Sthānakavāsī is a sect of Śvetāmbara Jainism which was founded in the 17th century. The Sthanakvasi, whose name refers to the sect’s preference for performing religious duties at a secular place such as a monks’ meetinghouse (sthanak) rather than at a temple, is different from the Murtipujaka sect in that it rejects idolatry. It believes that idol worship is not essential in the path of soul purification and attainment of Nirvana/Moksha. Sthānakavāsī accept thirty-two of the Jain Agamas, the Śvetāmbara canon, contending that the scriptures make no mention of idol worship and temples. According to the sect, Mahavira himself never endorsed idol worship, and they argue that such practices were borrowed from other religions by the Murtipujaka Jains.

== History ==
In the 15th century, the Jain reformer Loṅkā Śāh, a scribe in the Gujarat region, played a pivotal role in the development of the Sthanakavasi tradition. Based on numerous Jain scriptures and manuscripts, Loṅkā interpreted them as lacking references to temple construction or image worship, despite these practices being prevalent at the time. He asserted that such practices were spiritually hazardous, violating the principle of ahiṃsā (non-injury) central to Jain philosophy. Loṅkā argued that building temples led to the destruction of microscopic organisms, and ritualistic pūjā (worship) involved subtle forms of harm through material offerings like flowers or incense.

Loṅkā's influence endures, revealing an iconoclastic tendency within a strict doctrinal interpretation of Jain teachings.
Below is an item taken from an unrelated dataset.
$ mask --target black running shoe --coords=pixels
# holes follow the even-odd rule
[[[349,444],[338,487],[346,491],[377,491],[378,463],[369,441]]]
The Sthanakvasi sect was founded in the 17th century by Lava of Surat, a follower of Loṅkā. Today, both the Śvetāmbara Sthānakavāsī and Terāpanthī sects align with Loṅkā, asserting that mental worship (bhāva-pūjā) is the most appropriate form of religious practice. They argue that reliance on images and temples signifies an attachment to material objects that is spiritually counterproductive.

In contrast, Mūrtipūjaka Jains respond to these criticisms by highlighting the scriptural prevalence of image worship and emphasizing the necessity of images for the spiritual practices of laypeople. A notable figure in this discourse is Ātmārām (1837 – 1896), initially a Śvetāmbara Sthānakavāsī monk who later became the mendicant leader Ācārya Vijayānandasūri. Upon studying early Jain texts in Prakrit and their Sanskrit commentaries, Ātmārām discovered abundant references to image worship. This revelation led him to challenge the non-Mūrtipūjaka position, asserting that it contradicted Jain scripture.